I freaking hate it. I get the drop down every time and it lasts like 10 seconds so it is ridiculously annoying


----------



## Risab1981 (Jul 21, 2016)

RedSteel said:


> Yes same phone and same problems...
> I freaking hate it. I get the drop down every time and it lasts like 10 seconds so it is ridiculously annoying


You can change the sound to something short like a drop or something, so it doesn't last long, or hold down the Uber Driver notification and under generic set it to Medium. Problem is, you won't get the notice for the timeout so you'll find yourself being offline and not knowing it. It sucks...Go to help/feedback (app feedback) and write to them. Don't bother asking support, they'll tell you to Log Out, restart your phone or some other dumb shit response.

Every app developer can put in different things for notifications, hopefully enough people biitch and they fix it. All they really need to fix is the stupid notification saying You're Online...I know I am...quit telling me..Then we can set it back to Enable Sound so that we get promoted for the Log Off warning.

Glad I'm not the only one though.


----------



## daave1 (Oct 24, 2017)

I have the Pixel 2 XL and have been on 8.0 for a few months. For the first few weeks it drove me nuts but like everything else, you just learn to get used to it... 

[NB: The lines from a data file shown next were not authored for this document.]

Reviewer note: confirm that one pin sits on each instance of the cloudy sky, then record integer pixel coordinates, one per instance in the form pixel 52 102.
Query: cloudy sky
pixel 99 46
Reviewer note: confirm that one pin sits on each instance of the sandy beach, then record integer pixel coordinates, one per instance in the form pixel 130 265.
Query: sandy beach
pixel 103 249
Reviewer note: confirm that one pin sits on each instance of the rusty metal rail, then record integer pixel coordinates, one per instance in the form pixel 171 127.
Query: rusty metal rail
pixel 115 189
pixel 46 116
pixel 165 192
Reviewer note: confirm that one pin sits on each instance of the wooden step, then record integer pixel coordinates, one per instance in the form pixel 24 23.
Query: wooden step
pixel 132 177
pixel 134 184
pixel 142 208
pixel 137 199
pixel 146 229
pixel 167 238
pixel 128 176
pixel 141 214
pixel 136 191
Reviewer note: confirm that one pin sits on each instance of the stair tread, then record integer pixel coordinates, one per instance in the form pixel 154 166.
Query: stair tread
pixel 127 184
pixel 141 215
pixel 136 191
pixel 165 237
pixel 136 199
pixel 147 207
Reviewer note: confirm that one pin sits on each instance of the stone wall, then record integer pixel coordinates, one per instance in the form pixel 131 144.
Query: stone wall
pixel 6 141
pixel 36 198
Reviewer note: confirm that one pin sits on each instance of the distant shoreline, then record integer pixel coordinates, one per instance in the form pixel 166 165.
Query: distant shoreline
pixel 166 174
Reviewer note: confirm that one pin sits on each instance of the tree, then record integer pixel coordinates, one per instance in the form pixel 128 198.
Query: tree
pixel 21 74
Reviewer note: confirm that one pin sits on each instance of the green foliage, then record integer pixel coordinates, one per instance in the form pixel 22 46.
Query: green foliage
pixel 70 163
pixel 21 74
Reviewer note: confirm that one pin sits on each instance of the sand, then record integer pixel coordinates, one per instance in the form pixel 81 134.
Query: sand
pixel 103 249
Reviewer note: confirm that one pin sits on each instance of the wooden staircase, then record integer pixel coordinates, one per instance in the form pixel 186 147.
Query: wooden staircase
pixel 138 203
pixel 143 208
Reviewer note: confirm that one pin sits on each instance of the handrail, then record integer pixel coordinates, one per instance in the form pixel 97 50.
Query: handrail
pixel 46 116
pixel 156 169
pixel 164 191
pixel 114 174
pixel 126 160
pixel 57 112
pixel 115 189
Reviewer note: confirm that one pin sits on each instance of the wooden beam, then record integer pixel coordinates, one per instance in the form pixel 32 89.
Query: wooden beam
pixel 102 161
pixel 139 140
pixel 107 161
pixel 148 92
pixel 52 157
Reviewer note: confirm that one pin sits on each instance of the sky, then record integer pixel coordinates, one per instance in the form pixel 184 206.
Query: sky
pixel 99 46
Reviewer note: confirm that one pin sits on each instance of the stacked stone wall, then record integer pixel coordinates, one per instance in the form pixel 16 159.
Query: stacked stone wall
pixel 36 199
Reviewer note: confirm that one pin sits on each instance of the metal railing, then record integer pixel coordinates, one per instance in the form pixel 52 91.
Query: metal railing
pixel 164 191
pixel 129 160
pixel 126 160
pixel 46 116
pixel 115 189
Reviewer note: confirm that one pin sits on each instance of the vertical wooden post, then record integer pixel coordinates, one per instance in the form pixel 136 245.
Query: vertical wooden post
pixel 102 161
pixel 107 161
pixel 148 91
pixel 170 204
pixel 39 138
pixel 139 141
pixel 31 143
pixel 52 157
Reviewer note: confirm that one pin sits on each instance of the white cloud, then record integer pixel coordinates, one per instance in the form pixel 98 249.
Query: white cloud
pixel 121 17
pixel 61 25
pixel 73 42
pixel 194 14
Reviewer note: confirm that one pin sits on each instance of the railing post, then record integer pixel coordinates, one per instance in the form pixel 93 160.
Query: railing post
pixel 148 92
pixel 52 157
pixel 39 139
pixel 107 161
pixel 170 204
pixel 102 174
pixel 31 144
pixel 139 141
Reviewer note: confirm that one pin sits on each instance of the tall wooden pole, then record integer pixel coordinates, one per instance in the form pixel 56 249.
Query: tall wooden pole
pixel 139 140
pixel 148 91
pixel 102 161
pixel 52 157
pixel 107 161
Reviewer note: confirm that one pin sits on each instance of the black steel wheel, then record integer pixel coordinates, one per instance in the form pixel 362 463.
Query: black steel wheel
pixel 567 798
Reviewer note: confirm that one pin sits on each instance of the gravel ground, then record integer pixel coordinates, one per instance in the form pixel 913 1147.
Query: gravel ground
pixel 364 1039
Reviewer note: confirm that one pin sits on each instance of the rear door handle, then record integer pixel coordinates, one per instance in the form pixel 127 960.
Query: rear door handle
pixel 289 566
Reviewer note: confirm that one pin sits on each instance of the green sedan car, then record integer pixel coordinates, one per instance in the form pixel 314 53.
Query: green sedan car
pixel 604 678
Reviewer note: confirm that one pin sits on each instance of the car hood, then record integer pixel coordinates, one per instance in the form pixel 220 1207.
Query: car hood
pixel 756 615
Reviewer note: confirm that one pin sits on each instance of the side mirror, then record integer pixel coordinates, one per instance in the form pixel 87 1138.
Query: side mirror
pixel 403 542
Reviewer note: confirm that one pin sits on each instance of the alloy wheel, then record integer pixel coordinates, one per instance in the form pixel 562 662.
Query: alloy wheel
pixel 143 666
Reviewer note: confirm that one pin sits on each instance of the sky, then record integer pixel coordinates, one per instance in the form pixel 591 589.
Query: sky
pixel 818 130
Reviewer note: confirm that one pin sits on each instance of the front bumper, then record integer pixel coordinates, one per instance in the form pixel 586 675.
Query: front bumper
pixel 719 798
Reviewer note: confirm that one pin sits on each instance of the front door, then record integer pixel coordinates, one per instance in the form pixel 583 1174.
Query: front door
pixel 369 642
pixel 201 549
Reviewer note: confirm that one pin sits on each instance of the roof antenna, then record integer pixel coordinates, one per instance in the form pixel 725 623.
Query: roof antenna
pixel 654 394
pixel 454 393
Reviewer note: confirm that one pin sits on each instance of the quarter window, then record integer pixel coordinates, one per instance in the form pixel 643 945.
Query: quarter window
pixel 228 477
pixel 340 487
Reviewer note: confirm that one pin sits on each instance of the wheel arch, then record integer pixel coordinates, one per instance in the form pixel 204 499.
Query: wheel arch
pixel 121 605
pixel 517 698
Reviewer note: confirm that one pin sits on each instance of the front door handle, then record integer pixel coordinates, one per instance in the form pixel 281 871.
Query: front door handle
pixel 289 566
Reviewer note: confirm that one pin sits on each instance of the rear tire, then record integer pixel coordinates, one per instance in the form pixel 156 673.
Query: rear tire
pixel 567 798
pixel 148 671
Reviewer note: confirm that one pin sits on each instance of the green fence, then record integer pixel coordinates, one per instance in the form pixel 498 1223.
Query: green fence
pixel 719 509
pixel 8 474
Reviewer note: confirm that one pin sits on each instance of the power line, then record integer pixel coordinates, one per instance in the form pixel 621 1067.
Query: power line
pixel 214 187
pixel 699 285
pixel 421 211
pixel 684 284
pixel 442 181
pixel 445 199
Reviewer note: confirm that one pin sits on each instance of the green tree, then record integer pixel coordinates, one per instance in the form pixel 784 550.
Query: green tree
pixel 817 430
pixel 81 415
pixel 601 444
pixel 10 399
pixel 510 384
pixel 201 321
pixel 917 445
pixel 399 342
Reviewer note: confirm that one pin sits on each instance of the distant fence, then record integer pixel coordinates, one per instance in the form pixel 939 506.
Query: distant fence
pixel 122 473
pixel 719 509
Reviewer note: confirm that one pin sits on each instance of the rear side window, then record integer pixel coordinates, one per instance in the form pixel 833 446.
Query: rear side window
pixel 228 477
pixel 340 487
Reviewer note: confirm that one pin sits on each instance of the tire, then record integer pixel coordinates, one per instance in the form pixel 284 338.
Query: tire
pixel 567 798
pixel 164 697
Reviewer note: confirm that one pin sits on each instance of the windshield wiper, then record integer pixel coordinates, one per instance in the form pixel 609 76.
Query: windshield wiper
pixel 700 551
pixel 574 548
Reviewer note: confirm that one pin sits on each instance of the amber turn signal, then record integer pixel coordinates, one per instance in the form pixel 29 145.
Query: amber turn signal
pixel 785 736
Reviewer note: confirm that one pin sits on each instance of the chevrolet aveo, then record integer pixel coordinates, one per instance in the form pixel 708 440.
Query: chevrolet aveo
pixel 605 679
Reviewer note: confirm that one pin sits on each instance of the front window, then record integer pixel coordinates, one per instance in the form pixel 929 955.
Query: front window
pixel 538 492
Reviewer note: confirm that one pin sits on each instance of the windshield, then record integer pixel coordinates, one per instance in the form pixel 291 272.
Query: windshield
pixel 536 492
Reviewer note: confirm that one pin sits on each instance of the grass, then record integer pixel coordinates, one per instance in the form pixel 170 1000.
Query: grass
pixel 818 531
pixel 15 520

Now when I go to my phone's home screen, the muscle memory in my finger automatically heads to the top of the screen to swipe up, the "you are online" notification that comes down.


----------



## RiderOnTheStorm (Mar 17, 2017)

It is possible in Android to silence those Notifications from the Uber Driver app.
You go into the Notifications settings and there is a check-box for each app.
Just un-check the Uber Driver one and it won't be able to do Notifications.

I have not tried this yet because I am wondering what Notifications that I actually WANT might get silenced.
But so far the only thing I've seen is the damn "You Are Online" notification.
Anybody know a reason that I should NOT turn off all the notifications from the app?


----------



## Risab1981 (Jul 21, 2016)

RiderOnTheStorm said:


> It is possible in Android to silence those Notifications from the Uber Driver app.
> You go into the Notifications settings and there is a check-box for each app.
> Just un-check the Uber Driver one and it won't be able to do Notifications.
> 
> ...


That's the problem. If you silence the wrong thing, you won't get requests or anything at all if the app is running in the background. I set mine to generic driver, medium, because that gets rid of the annoying you are online sound and drop down.

Its actually a great feature, the way they did notifications, the problem is, UBERs app isn't playing well, because they haven't implemented specific tasks. Hopefully in the future they will fix it.


----------



## Risab1981 (Jul 21, 2016)

I found something close to a solution. I keep getting signed off without knowing it . I went into Uber's notifications and set Driver Generic back to Urgent. Then I changed the sound for that, to Silent and kept vibrate enabled. Now when you go out of the app it still does that stupid You Are Online thing, but it ONLY vibrates, so it doesn't annoy me much and doesn't pause music. 
It also now drops down the prompt for Would You Like To Stay Online, and Vibrates, making it harder to NOT notice and get signed off.

Hopefully this helps some of you guys on Android 8, until boober fixes the app notifications.


----------